Стас тоже решил, что чертовы рамы никуда не убегут, и подошел к Любе.
– Похоже на фильмы про блокаду, – сказал он, показывая на крест. – Мне даже как-то не по себе. Нельзя ли клеить как-нибудь иначе?
– Можно, только будет ли держать?
Люба улыбнулась, а Стас был слишком взволнован, чтобы так же безмятежно улыбаться в ответ.
Пока они носили рамы на помойку, женщины убрали комнату.
Стас очень устал, но это была приятная усталость. Он остановился в дверях и наблюдал, как Люба, смеясь, ерошит свои короткие волосы, вытряхивая из них пыль.
– Нужно скорее переодеться! – говорила она, но не торопилась уходить.
В дальнем углу учебной комнаты Ваня с Зоей Ивановной делали вид, что развешивают по местам таблицы. Начальница стояла на табуретке, а Иван замедленно, словно во сне, подавал ей пожелтевшие от старости листы ватмана. «Наверное, им не нужна моя помощь», – усмехнулся Стас.
– Я так рад, что вы приехали…
Люба потупилась.
– Решила помочь лучшей подруге, – сказала она поспешно. – А то я работаю дома, сижу целыми днями одна… Иногда хочется почувствовать себя частью коллектива.
– Я вас вспоминал.
– Правда?
Стас кивнул. Он был потным и грязным, из-за этого ухаживать было неловко. К тому же в рамах было полно стекловаты, и теперь ее волокна, застрявшие в одежде, нещадно его кололи.
– Пойдемте в реанимацию?
– Боже мой, зачем? – Люба засмеялась, сняла очки и энергично протерла их подолом футболки. – Я еще не созрела для реанимационных мероприятий.
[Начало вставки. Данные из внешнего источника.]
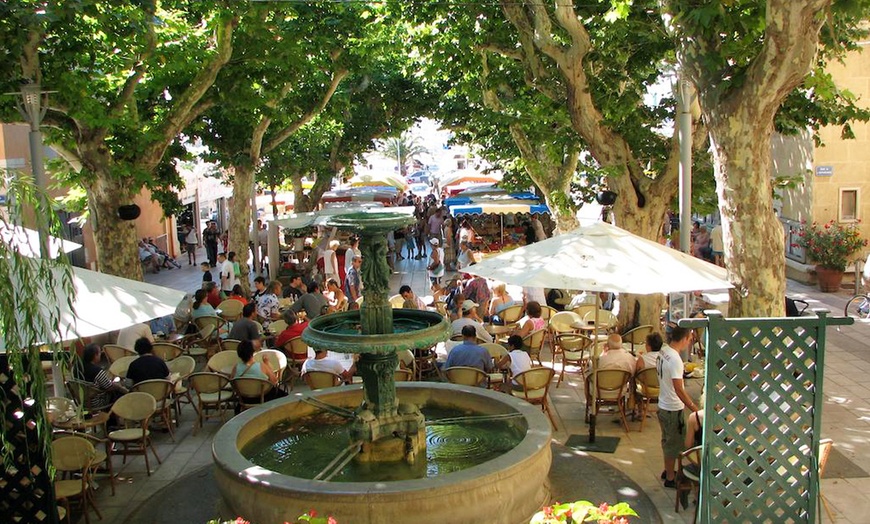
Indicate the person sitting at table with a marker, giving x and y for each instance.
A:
(268, 307)
(148, 366)
(615, 356)
(294, 328)
(323, 362)
(201, 308)
(90, 371)
(246, 327)
(238, 294)
(313, 303)
(469, 353)
(532, 321)
(338, 300)
(296, 288)
(412, 301)
(250, 368)
(501, 301)
(128, 336)
(517, 360)
(162, 326)
(649, 358)
(470, 318)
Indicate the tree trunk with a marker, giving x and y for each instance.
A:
(115, 239)
(240, 220)
(752, 234)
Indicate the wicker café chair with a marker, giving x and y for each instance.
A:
(72, 457)
(536, 384)
(162, 391)
(167, 351)
(135, 409)
(211, 394)
(466, 376)
(113, 352)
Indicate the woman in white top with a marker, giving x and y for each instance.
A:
(648, 358)
(330, 262)
(517, 359)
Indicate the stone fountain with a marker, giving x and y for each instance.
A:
(387, 425)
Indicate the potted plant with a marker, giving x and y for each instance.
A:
(830, 247)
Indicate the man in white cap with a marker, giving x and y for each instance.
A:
(435, 269)
(470, 318)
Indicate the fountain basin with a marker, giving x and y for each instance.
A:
(412, 329)
(507, 489)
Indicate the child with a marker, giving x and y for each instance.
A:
(206, 273)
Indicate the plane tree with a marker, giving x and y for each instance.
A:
(125, 79)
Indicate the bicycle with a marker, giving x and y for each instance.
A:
(858, 307)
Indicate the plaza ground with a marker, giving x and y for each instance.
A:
(180, 490)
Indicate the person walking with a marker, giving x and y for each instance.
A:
(210, 237)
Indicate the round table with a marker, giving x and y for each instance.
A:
(82, 424)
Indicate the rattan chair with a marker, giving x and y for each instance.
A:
(88, 395)
(223, 362)
(534, 341)
(536, 384)
(610, 391)
(162, 391)
(119, 367)
(321, 379)
(466, 376)
(183, 366)
(113, 352)
(135, 409)
(646, 390)
(102, 454)
(211, 394)
(636, 338)
(231, 309)
(497, 352)
(167, 351)
(72, 457)
(230, 344)
(575, 351)
(250, 391)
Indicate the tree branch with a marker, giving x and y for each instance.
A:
(178, 116)
(288, 131)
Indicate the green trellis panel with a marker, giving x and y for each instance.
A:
(763, 383)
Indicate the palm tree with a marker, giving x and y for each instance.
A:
(404, 149)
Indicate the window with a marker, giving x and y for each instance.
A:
(849, 199)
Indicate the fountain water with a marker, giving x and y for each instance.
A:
(508, 488)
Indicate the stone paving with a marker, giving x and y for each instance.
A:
(846, 419)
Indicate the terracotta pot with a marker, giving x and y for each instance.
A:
(829, 279)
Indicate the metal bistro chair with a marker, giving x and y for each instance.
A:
(162, 391)
(136, 409)
(211, 394)
(610, 391)
(73, 456)
(466, 376)
(536, 384)
(321, 379)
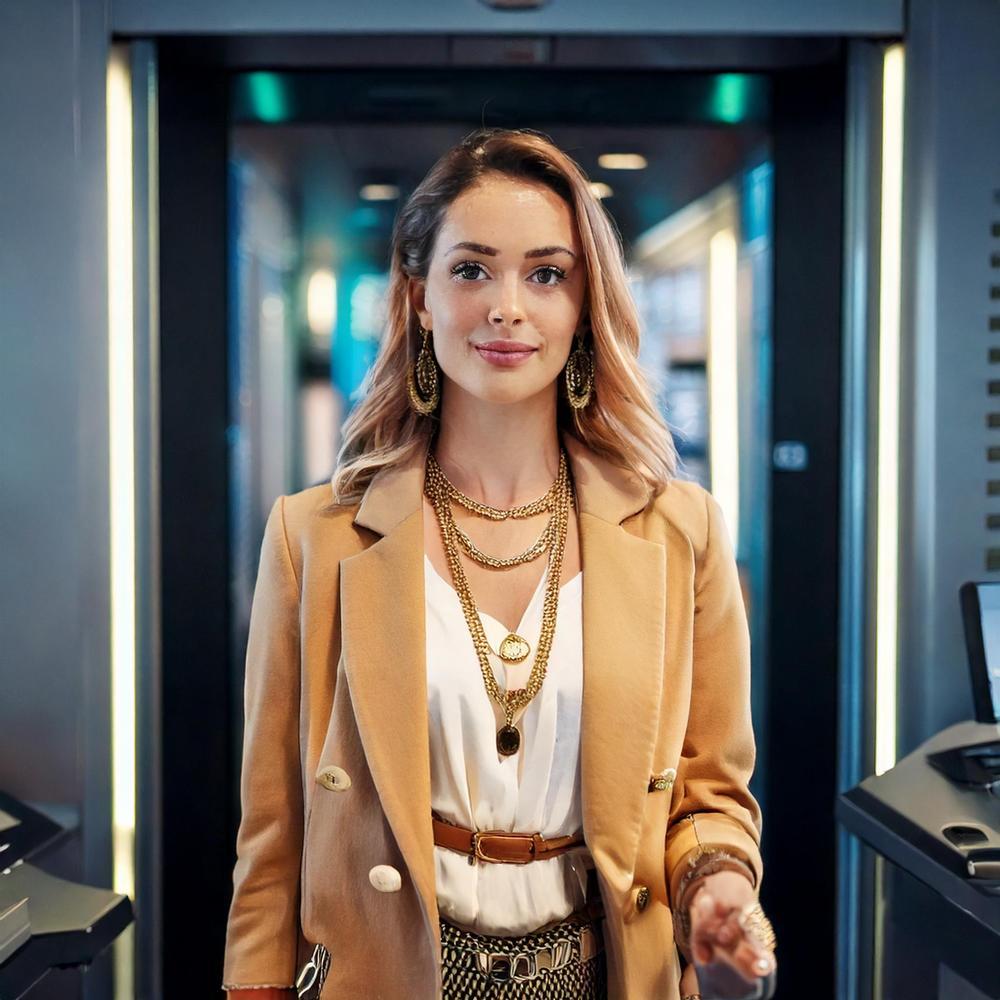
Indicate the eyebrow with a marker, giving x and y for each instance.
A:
(492, 251)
– Просто у нас там душ и кофе. Постойте… Вы носите очки?
Стас поймал растерянный взгляд очень близорукого человека.
– Чаще всего я в линзах. Но когда работаешь в такой пылище, лучше поберечь глаза.
Люба надела очки, энергично осадив их на переносице указательным пальцем. «Интересно, я заметил на ней очки только через несколько часов, – удивился Грабовский. – Я не очень понимаю, красивая ли она, и даже ее не разглядываю. Люба, и все».